Ознакомительная версия. Доступно 24 страниц из 117
В Лелькиной избе на столе уже дымилась картошка, самовар уютно гудел на полу у печки, и все, чем угощала его Лелька, по давней привычке и любви, представлялось Зенковичу очень вкусным. Да и Лелькины рассказы не казались ему пустой бабьей болтовней, информация эта была и значительной и существенной, во всяком случае, его развлекала: Тамарку Гужеедову помнишь? — сегодня мать ее приезжала, вещи забрать кое-какие, так ты что, не знаешь, что ли, Михалыч, она сидит, Тамарка-то, мужа своего ножиком зарезала, ну да, пил, конечно, пил здорово, но они и вместе тоже зашибали, он, конечно, не приведи Господь, ну там разберутся в суде, что к чему, а факт такой, что она его на Пасху еще зарезала кухонным ножом, тетя Варя идет, кричит: «Ой, бабы, чтой-то Тамарка из дома выбежала и ножик у нее в руке, пошли поглядим», а я зятю говорю: «Иди, Витя, ты все же мущина, погляди, а он, известное дело, Витя, пьяный: „Пошла ты, говорит…“» Ну я и пошла, а он уже все, кончился, Тамаркин муж, кровищи из него, как из поросенка хорошего…

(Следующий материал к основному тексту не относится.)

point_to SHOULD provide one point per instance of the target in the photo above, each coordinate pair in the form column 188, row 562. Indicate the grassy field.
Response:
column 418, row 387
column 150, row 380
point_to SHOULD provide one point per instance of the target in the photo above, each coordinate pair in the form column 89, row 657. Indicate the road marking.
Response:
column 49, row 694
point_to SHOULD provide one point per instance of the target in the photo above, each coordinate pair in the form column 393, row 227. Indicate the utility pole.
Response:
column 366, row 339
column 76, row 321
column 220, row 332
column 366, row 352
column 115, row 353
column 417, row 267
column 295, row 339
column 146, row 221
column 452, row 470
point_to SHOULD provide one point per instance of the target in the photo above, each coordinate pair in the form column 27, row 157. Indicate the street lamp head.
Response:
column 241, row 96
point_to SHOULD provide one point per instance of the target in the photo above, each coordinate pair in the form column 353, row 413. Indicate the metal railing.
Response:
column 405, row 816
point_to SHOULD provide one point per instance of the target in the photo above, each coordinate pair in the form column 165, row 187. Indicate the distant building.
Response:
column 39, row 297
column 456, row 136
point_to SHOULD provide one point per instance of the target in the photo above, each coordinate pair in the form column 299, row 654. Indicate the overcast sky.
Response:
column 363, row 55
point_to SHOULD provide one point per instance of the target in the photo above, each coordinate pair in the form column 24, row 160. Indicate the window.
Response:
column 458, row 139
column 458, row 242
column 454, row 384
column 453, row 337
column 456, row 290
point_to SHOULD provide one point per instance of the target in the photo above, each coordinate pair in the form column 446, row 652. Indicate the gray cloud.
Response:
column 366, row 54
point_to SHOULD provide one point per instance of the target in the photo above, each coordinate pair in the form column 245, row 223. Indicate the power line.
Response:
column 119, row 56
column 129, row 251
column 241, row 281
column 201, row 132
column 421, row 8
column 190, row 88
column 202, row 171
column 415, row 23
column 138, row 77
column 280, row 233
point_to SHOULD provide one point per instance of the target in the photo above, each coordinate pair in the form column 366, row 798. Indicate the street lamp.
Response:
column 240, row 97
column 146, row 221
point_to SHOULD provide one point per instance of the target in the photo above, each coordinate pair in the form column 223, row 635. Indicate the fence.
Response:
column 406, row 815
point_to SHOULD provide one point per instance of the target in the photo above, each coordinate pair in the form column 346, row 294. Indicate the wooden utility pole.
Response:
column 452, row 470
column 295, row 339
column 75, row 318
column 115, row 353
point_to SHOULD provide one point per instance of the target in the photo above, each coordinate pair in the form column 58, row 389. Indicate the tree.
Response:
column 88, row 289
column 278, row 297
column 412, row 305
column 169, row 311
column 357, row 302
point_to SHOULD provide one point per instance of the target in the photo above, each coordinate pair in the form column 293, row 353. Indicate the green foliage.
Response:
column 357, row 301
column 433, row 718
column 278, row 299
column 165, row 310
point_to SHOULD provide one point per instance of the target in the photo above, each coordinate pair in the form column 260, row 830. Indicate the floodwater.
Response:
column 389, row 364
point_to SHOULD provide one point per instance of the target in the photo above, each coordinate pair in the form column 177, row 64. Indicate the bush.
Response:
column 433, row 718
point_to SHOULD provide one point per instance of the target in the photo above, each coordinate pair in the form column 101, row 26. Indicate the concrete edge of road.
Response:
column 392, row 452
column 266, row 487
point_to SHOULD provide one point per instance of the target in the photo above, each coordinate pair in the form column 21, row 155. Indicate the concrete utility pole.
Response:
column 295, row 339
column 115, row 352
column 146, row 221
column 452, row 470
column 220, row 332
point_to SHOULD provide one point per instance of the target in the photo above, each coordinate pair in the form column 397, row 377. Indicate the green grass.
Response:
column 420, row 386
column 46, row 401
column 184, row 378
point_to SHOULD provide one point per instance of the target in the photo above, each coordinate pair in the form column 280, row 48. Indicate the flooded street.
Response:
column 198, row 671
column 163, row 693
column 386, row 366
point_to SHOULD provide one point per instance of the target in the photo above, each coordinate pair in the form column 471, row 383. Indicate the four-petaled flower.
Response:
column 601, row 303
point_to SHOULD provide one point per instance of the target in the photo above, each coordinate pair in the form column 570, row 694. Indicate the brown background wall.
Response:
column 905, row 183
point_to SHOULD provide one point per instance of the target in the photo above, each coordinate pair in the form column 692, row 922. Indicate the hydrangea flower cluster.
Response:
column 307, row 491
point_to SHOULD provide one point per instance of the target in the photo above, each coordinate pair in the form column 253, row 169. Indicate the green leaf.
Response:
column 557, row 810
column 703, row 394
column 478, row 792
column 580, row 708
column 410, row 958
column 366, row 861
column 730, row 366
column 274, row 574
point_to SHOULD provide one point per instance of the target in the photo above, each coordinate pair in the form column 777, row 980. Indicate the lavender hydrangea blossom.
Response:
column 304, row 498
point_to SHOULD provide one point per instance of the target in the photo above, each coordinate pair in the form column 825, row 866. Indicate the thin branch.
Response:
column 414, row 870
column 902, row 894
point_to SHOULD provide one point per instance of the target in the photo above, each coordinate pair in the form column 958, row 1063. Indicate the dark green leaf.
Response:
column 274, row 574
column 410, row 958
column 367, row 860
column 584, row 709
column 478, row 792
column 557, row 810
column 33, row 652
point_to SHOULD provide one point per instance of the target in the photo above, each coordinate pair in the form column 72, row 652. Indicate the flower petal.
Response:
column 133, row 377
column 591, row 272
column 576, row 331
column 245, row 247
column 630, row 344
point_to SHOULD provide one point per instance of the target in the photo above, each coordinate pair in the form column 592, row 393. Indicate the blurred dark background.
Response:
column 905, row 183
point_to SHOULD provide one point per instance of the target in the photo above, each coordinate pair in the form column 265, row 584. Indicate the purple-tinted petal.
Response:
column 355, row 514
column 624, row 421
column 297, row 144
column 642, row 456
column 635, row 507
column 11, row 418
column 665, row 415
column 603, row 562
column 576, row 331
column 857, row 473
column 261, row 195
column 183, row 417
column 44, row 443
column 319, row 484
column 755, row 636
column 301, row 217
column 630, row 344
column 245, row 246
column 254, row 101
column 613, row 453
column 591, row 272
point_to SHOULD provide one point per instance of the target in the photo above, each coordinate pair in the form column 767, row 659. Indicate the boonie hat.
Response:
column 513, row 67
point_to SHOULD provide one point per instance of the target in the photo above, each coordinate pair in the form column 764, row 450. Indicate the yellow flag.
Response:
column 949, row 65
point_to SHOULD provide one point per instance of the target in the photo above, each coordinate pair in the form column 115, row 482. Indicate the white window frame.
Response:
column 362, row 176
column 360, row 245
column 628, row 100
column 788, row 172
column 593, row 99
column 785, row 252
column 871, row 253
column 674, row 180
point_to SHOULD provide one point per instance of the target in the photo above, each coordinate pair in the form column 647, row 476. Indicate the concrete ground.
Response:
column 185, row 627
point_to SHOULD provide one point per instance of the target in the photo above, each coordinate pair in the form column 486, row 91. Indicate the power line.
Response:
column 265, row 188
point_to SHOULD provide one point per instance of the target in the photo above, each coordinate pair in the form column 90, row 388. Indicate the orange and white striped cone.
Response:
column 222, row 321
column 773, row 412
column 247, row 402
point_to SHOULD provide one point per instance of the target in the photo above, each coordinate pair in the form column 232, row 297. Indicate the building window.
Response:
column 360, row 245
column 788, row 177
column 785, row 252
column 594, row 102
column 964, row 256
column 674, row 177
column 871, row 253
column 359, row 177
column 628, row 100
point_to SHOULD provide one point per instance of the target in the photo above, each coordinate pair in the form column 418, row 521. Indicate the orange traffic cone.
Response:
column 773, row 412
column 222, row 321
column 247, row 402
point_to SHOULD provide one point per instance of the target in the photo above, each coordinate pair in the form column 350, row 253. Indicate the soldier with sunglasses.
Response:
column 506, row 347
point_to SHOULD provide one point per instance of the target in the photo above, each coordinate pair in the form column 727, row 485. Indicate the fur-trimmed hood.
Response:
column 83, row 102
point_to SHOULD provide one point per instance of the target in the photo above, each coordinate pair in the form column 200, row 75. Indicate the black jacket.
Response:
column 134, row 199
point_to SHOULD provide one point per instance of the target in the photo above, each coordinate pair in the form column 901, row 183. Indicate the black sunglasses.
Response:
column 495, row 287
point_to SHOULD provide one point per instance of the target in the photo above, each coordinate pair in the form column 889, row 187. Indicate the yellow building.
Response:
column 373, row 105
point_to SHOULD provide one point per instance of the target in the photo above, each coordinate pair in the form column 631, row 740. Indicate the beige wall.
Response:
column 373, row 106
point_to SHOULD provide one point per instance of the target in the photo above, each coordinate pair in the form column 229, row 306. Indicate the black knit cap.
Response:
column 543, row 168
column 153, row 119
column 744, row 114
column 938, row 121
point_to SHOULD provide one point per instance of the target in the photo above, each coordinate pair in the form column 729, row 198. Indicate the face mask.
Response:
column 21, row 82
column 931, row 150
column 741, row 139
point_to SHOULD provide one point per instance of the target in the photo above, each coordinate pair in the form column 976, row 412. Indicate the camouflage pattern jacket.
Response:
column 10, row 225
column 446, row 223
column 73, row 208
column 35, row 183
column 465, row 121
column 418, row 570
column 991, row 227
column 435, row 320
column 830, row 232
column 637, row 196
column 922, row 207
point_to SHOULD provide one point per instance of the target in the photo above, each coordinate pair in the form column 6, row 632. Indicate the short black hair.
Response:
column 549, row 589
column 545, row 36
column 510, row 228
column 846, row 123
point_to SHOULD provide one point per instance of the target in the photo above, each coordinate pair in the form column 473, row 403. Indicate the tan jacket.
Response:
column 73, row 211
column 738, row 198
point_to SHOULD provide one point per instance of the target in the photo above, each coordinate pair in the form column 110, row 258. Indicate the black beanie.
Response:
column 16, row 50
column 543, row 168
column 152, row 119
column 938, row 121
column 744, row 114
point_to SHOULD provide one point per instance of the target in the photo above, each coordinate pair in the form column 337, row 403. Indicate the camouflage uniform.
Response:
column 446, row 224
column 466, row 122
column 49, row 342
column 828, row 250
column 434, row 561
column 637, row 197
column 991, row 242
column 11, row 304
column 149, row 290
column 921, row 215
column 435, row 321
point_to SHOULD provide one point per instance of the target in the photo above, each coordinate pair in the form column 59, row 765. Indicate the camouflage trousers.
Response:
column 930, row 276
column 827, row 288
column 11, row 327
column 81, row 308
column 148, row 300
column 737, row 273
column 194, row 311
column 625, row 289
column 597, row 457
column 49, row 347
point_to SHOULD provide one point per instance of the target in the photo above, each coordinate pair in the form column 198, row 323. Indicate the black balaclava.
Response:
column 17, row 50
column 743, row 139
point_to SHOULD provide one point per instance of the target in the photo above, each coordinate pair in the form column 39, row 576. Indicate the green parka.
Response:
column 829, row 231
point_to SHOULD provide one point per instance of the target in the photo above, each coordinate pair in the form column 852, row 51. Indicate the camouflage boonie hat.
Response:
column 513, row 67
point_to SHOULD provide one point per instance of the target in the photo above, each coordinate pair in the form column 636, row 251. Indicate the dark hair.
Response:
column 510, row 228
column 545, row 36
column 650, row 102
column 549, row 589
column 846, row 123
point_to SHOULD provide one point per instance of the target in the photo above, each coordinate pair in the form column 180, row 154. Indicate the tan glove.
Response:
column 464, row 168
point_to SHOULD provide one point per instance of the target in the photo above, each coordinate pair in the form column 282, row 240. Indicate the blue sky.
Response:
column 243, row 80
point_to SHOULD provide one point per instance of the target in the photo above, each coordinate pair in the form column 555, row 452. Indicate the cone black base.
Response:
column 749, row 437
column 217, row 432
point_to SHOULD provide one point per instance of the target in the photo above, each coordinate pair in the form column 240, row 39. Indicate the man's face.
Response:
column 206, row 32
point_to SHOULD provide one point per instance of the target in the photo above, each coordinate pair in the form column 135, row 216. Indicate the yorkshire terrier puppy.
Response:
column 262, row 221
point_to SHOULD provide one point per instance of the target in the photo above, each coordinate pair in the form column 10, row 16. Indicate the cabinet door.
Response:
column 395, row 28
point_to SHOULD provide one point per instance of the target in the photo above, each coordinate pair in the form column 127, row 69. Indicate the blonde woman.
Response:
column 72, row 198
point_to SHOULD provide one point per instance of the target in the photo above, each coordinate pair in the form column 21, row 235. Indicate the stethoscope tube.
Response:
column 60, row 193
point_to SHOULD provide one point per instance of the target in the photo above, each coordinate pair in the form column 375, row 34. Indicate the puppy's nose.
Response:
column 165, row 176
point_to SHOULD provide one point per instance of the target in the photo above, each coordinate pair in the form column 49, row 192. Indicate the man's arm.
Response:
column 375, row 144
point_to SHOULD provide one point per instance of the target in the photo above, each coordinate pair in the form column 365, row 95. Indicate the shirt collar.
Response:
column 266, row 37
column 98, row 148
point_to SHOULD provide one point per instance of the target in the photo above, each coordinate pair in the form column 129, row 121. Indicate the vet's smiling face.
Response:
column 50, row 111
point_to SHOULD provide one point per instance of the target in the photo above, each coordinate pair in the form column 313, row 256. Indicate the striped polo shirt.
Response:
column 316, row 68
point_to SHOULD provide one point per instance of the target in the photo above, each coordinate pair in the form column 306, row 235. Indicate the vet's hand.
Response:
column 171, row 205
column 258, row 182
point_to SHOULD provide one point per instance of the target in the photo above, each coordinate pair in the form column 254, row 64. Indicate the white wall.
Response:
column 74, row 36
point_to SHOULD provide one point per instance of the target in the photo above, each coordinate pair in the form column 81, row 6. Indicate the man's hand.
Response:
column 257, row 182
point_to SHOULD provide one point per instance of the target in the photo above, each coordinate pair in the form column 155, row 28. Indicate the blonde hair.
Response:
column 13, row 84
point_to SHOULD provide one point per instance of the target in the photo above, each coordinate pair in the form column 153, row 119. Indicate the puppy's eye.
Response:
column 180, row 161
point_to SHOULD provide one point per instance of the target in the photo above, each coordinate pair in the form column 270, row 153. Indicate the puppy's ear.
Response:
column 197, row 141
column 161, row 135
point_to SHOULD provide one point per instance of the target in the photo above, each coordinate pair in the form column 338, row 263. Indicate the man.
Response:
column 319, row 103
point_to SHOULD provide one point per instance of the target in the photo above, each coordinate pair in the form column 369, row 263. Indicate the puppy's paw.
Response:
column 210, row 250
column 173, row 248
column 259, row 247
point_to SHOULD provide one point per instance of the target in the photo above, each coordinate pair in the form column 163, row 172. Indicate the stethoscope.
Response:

— Ой, гляди, время! — Лелька вскочила, бросилась в комнату, к телевизору. — Ты уж один тогда доужинай, Михалыч, а то «Евлампия» начинается, — крикнула она из комнаты. — Я ее, правда, уже четыре раза видела, «Евлампию», а все же надо поглядеть, я ничего не пропускаю по телевизору, вот еще не наше было кино, как же оно называлось? Про итальянского попа… Да ты приходи глядеть…
Зенкович допил чай и пошел тоже смотреть «Евлампию». На дворе уже стало темно, спать еще идти не хотелось, да и читать тоже, так что он сподобился увидеть чудо из чудес, современный фильм-боевик, примитивный и сопливый, который и показать-то не стыдно разве что по телевизору, потому что на дому этим людям все равно что смотреть, они все смотрят. Лелька все время подсказывала Зенковичу, что дальше будет, она этот фильм знала наизусть и восклицала в наивном восхищении:
— Она ему сейчас скажет: «Дети — основа семьи!» Она уж как скажет, дак скажет, в самую точку, Евлампия эта, бывают же такие женщины, вот уж правда жизненная история…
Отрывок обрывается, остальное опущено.